True Respite Brewing Co. | 7301 Calhoun Place, Suite 600 | Rockville, MD 20855
On view in the Stone Tower Gallery in June 2022 is artist Andy Yoder’s solo exhibition Footwork, featuring his most recent work. According to Yoder, “There are scores of solid, practical reasons not to be an artist, but luckily there are also some advantages. Being an artist teaches you to embrace randomness and uncertainty, rather than trying to avoid them. This comes in handy, because no matter how much we try to control and order our lives, the messy, chaotic outside world finds a way to intrude, which is what makes it so interesting.”
Thirty years ago five shipping containers fell off a freighter during a storm, dumping 80,000 pairs of Nike shoes into the Pacific. As they washed ashore on the coast of Oregon and Washington, a network of beachcombers collected and resold them. An oceanographer got word of this and collaborated with the beachcombers to create data, leading to an important study of the ocean’s currents. The news media picked up the story, and the oceanographer became a celebrity, making appearances on late night talk shows. Nike embraced his work and invited him to speak to employees about what became known as “The Great Shoe Spill of 1990”. Yoder learned about this while researching ideas for a solo installation at CulturalDC’s Mobile Art Gallery created out of a repurposed, solar-powered shipping container. When those containers fell into the ocean they made a big splash, and now the ripples have come to Glen Echo Park.
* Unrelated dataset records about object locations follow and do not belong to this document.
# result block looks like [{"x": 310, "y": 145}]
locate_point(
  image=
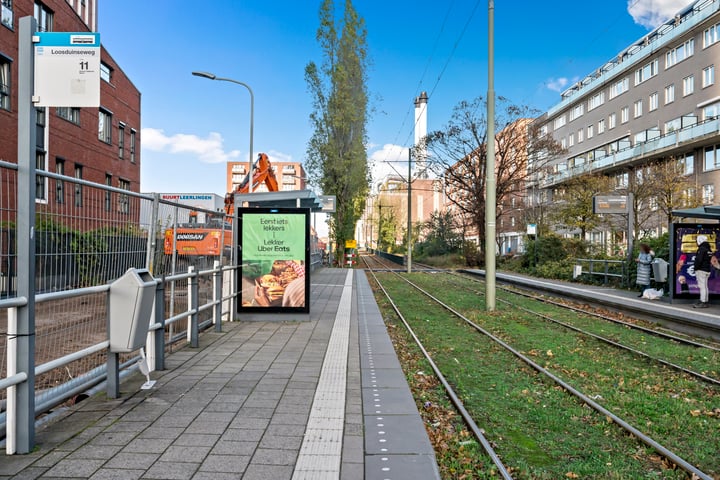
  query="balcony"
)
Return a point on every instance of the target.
[{"x": 653, "y": 147}]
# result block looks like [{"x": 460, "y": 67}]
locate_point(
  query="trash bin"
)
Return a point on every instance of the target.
[
  {"x": 660, "y": 268},
  {"x": 131, "y": 301}
]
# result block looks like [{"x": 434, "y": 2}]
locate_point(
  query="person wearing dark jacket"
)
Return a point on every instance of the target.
[{"x": 703, "y": 266}]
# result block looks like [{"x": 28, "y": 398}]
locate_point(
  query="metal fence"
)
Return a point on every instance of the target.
[{"x": 87, "y": 235}]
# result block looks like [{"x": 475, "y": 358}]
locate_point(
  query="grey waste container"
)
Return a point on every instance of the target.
[
  {"x": 131, "y": 301},
  {"x": 660, "y": 270}
]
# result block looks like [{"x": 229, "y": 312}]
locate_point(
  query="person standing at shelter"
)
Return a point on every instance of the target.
[
  {"x": 644, "y": 262},
  {"x": 703, "y": 265}
]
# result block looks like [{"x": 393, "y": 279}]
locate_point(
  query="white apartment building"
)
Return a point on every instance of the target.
[{"x": 658, "y": 99}]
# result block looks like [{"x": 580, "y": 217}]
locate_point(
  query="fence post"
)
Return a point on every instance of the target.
[
  {"x": 152, "y": 235},
  {"x": 159, "y": 334},
  {"x": 25, "y": 196},
  {"x": 192, "y": 304},
  {"x": 217, "y": 296}
]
Most of the hundreds of sneakers Yoder has made are created from materials pulled out of recycling bins, like a beachcomber collecting Nikes on the beach. But in this group of work, he used cutoffs and scraps from the mesmerizing works on paper of Katherine Tzu-Lan Mann, another artist at Stable in Washington DC. “Making art is a form of alchemy, and being creative gives us the power to steer the ship, rather than bobbing around like a sneaker lost at sea. With this in mind, if you come across a shoe on the beach (or a flip flop, or a bottle), do the right thing, and toss it in the trash. You never know where it might go from there,” says Yoder.